• Asking for a Friend: Confounded by the Cosmos

    Dear Olive, 

    How do I reconcile the fact that I am a tiny insignificant speck of dust floating through the universe with the fact that my own reality feels so vast and all-encompassing?

    -Small and Spiraling

    Dear Spiraling,

    As I write this, curled sideways on a porch to stay cool, and sure to screw up my posture eventually, I can see lightning crackling through a gray swath of thundercloud smeared across the sky from one edge of the horizon to the other. It’s two minutes past 9 p.m. local time and still light, or it would be if not for the gray swirls blotting out most of the sky. Seven seconds after each streak of electricity there’s a rumble, sometimes so frequent that it sounds like a low heartbeat echoing behind a veil, others like a flimsy baking sheet waved back and forth in a kitchen, as familiar and mundane and comforting as staring into a snow globe and imagining you could live in it, carefully confined and surrounded by beauty.
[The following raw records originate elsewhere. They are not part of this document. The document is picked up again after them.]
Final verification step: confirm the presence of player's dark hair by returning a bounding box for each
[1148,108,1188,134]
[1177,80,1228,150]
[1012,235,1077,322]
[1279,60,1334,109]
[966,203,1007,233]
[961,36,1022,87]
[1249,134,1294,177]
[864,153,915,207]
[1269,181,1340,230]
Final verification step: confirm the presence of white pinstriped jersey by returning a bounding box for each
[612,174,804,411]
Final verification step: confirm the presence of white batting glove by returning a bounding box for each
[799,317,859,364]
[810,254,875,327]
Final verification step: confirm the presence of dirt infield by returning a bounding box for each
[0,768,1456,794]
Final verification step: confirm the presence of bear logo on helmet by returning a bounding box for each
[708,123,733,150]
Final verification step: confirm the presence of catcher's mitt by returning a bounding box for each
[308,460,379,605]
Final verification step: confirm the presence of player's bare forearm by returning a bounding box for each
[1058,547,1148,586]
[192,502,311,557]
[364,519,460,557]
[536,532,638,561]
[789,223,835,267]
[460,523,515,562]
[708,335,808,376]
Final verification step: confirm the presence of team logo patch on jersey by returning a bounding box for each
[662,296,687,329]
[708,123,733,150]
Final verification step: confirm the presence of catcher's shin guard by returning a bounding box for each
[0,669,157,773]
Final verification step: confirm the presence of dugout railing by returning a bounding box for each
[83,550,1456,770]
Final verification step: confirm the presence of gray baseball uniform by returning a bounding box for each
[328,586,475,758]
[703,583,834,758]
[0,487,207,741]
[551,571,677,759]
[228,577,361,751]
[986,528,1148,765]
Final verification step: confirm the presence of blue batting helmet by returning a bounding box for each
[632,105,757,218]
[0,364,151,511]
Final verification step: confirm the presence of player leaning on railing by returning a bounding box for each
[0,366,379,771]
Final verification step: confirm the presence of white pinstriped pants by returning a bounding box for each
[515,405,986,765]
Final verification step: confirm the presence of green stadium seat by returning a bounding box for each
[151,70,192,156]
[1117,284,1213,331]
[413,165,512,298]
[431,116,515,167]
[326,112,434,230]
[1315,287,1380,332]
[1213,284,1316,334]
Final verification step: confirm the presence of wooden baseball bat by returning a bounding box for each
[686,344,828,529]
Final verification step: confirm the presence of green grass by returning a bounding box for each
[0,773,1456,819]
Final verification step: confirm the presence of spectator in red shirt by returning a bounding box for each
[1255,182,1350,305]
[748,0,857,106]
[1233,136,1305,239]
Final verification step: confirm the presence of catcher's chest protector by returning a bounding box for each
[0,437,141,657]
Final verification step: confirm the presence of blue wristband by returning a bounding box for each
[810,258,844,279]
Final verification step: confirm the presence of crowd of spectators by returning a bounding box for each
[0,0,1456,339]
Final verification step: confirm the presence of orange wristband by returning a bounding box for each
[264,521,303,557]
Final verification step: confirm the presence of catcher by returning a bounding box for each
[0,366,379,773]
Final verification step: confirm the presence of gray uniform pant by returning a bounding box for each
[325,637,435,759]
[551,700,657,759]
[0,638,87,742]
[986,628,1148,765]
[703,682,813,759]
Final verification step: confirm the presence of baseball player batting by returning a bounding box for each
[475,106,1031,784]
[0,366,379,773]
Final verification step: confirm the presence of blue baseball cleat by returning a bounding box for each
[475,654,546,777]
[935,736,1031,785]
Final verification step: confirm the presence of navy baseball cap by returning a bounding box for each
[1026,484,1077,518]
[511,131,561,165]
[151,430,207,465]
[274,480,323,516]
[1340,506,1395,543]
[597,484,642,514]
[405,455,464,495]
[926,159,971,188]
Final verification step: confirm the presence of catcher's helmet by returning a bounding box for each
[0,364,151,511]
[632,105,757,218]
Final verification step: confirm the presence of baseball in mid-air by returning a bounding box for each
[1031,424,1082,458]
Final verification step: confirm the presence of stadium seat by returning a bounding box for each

    It’s harder, in some ways, to be unconfined, un-encompassed. When I first babysat, the spirited and dynamic kid I watched had so many feelings they sometimes beat her up from the inside. I asked my mom how to help her when a tantrum overtook her, when the ferocity of what she felt was too much for her tiny heart to handle without cracking open a little. My mom said: hold her tight, let her feel safe enough to feel sad and then to feel better. It’s too frightening to think we might be the biggest and most powerful forces in the world, and we all need the safety of borders sometimes.

    You and I are insignificant specks of dust in the universe. And we are at the same time so vast and consumed and consuming that it’s hard to stand still in the force of it sometimes, hard not to crave borders that we can see through but not spill out of. We find all kinds of ways to build those borders. Conscientious reminders that we’re not as important as we feel we are. Other people’s problems. Weed. Whatever might give us a relief from feeling everything as it comes at us — which, for those among us lucky enough to have sensitive antennae and tender hearts, is a lot.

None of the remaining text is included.